The opening scene reaches its climax when Ico finds a translucent, beautiful girl trapped inside a hanging cage in one of the castles giant inner chambers. She is Yorda. Neither Ico nor Yorda know where they are, or how to escape. The massive castle has no exits, the rooms seemingly isolated and singular. However, the bond between the two children, though never vocalised, is about as close to love as a videogame can portray. When Ico, diminutive, unkempt and deformed, rescues Yorda, delicate and angelic, there is an unspoken understanding of a common need and a link between them that simply forces the player to become involved.

And the relationship between the two and your understanding of it, again transcends what is usually possible within a videogame. Perhaps it reminds you of those times when you were younger, 12 or so, still a bit scruffy, and you meet a girl, slightly older, who is beautiful. You play together on holiday and you can do more than her. You can, as Ico can, jump further, run faster, though none of that really matters to either of you. There is a bond forged in the confusion of entering adulthood that is a moment in life passing faster than you could understand at the time.

It is now that the true brilliance of the game mechanic that underpins Ico hits home. Ico is tough and rugged but Yorda is fragile and weak. Holding down R1 makes Ico grasp Yorda’s hand, and he drags her with him as they seek to escape. But certain problems are too much for the girl. She cannot jump or fall far. She cannot push obstacles and cannot climb. Ico must manipulate the castle at every turn to get Yorda through. At no point during this do you wonder why he must take her with him. You simply understand. Yorda has a connection with the castle. She can operate magical portals into new rooms. There is a delightful balance and co-dependency between the two, something fresh that goes someway towards further underlining the importance of this game.

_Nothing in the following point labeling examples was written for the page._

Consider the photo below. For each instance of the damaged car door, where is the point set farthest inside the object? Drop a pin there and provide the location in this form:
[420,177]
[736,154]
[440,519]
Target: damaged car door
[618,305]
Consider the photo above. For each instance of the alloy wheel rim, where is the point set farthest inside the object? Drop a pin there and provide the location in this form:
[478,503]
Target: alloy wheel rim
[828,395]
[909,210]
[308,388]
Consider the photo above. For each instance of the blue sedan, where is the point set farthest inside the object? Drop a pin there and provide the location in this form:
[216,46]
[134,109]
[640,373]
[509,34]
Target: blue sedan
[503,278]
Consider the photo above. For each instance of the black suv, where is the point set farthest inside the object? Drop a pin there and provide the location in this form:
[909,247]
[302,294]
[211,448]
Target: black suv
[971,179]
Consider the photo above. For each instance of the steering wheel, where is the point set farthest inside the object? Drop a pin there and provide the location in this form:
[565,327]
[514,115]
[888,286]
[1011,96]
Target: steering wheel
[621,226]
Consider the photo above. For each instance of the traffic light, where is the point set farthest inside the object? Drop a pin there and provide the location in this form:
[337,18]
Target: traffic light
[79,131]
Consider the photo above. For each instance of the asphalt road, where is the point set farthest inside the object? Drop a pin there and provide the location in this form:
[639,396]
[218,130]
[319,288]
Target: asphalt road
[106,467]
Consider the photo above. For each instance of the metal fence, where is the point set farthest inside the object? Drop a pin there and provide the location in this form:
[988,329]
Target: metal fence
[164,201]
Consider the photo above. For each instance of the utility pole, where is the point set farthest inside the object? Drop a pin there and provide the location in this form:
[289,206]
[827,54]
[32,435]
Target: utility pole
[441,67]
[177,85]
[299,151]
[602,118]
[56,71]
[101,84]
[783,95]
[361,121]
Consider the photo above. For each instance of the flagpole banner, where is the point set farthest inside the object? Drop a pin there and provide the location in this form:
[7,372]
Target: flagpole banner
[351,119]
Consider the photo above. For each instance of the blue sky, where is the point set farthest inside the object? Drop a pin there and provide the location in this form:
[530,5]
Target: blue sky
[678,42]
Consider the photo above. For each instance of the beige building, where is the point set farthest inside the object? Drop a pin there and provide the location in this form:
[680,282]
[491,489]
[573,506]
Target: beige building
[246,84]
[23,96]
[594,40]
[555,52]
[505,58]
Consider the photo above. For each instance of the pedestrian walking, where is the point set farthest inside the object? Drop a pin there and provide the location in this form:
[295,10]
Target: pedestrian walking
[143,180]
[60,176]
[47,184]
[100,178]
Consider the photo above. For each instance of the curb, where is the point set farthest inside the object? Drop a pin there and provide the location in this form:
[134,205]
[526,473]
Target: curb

The castle itself is a fusion of masonry and mechanics, with rusted machinery spewing from the hewn stone. It is set miles in the air, as you realise when Ico and Yorda first set foot into the open air. From the crackly, dusty inner recesses of the place, the atmosphere changes brilliantly when they step outside. The breeze is refreshing, there are birdcalls and from certain viewpoints, the sheer massiveness of the castle can be seen. The attention to atmosphere on show in this game sets a new president in game design. The lighting for instance, is without question the best use light to drive mood ever seen.

The guardians of the castle are smoke-comprised ghouls that evolve in freeform. Interested only in capturing Yorda, they spring from black holes in the ground and sickeningly try and pull her in. Ico must fight them off, eventually with sword, though initially with horns and stick. The ghouls are oppressive when encountered, leading the player, for the first time, to question an aspect of the game. They initially take so long to overcome that a feeling of oppression may take over. Far from being a design flaw, this serves to further highlight Ico’s strength. The battles are meant to be oppressive. When enemies in videogames are encountered, too often are they dispatched with a simple button press. In Ico, you learn to hate the enemies. If they Capture Yorda and drag her into the darkness, it’s like the world has stopped for a second. The game ends and you fade back into the real world, distraught.

Some gamers have renounced all other games in favour of devoting themselves to Ico. Giving up buying videogames and just waiting for the next Ico outing to be released is more common a practice than you may imagine.

Though difficult to express in simple words, we hope the above has given you an insight into what may be the most important game in the history of interactive entertainment. In a world obsessed with the progression polygon counts and digital audio output, Ico represents and elementally brilliant display of a computer driving human emotion.